Milestone is a boutique international tax practice based in Mayfair.  They provide tax advice to a broad range of clients from corporates with international finance activities to investment funds to high net worth individuals. 

The examples set out below provide a précis of several client cases Milestone has recently undertaken.  The responses and content of this note are general in nature and do not constitute tax advice.  We recommend that specific advice is sought for any international finance transaction.

A South American national with significant worldwide commercial interests sought advice on a corporate acquisition together with wealth maintenance and succession planning opportunities for his existing structure.  Our client had a preference for a European holding structure.

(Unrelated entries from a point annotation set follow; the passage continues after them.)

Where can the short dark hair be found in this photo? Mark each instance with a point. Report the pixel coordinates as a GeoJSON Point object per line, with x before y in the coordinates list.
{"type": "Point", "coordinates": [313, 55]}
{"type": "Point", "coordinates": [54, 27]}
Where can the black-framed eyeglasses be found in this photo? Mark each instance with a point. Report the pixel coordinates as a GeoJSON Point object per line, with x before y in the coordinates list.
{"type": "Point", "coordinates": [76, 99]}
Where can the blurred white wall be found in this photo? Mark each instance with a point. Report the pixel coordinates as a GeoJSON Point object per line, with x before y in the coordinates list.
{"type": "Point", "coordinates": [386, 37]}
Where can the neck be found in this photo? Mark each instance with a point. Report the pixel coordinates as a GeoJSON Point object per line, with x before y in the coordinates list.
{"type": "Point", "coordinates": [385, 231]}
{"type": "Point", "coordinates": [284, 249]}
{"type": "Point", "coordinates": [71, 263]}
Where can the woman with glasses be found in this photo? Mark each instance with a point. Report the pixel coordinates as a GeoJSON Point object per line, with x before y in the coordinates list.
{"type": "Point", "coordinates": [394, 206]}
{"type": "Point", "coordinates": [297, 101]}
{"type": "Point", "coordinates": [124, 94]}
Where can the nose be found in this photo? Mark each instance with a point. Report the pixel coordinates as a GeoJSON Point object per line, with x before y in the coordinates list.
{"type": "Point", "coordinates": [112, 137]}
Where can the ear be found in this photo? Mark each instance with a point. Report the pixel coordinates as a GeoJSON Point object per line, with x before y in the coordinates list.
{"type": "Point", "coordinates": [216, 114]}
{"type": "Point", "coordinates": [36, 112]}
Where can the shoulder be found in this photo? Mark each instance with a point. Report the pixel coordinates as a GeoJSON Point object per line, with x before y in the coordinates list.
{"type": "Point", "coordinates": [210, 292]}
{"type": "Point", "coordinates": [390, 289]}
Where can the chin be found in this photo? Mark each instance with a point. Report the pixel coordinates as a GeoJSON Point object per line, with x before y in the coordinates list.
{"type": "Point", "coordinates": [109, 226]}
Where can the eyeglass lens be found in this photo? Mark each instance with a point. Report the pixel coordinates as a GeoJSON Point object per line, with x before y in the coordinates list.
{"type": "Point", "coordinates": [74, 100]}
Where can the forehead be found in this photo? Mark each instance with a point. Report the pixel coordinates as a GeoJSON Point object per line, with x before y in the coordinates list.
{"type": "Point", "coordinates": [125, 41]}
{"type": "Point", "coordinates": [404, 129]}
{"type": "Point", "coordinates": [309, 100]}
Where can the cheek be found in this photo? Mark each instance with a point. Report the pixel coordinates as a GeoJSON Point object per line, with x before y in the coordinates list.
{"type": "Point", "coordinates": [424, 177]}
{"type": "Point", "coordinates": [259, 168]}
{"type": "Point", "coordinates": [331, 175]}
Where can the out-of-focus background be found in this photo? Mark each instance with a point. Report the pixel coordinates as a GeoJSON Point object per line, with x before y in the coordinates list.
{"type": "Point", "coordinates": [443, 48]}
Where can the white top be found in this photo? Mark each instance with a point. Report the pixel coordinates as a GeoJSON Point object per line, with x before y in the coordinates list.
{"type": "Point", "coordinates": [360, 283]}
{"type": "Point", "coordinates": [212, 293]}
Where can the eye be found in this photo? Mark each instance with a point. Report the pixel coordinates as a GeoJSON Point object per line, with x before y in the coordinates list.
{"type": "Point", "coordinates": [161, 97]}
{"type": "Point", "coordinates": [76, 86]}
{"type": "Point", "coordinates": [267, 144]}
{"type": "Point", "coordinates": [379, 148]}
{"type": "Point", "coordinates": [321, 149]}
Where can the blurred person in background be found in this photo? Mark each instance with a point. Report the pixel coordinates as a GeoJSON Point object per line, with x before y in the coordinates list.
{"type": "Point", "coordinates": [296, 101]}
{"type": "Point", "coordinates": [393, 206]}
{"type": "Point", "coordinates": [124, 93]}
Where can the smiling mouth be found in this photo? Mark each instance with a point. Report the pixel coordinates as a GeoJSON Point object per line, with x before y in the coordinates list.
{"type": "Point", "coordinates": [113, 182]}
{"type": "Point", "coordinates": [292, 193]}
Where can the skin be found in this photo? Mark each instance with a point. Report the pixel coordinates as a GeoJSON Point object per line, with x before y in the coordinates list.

The client’s primary driver was ensuring that wealth (both existing and potential) within the structure could be preserved and passed to future generations.  The main restructuring impediment (at least from a tax perspective) was the crystallisation event that would arise on transfer of the assets from the existing structure to a new holding vehicle.  

Due to the increasing international antipathy towards offshore tax haven (and similar arrangements) we proposed removing the existing Delaware LLCs and inserting an EU holding company that would be held by a Swiss managed trust.  The EU holding company would, in turn, hold the operating assets in Latin America.  The client, his children and members of his extended family would be beneficiaries of the trust.  We were also able to utilise a bi-lateral investment treaty agreed between the holding and operating jurisdictions.  These treaties provide a certain degree of protection for foreign direct investments and are extremely helpful for structuring in Latin American countries.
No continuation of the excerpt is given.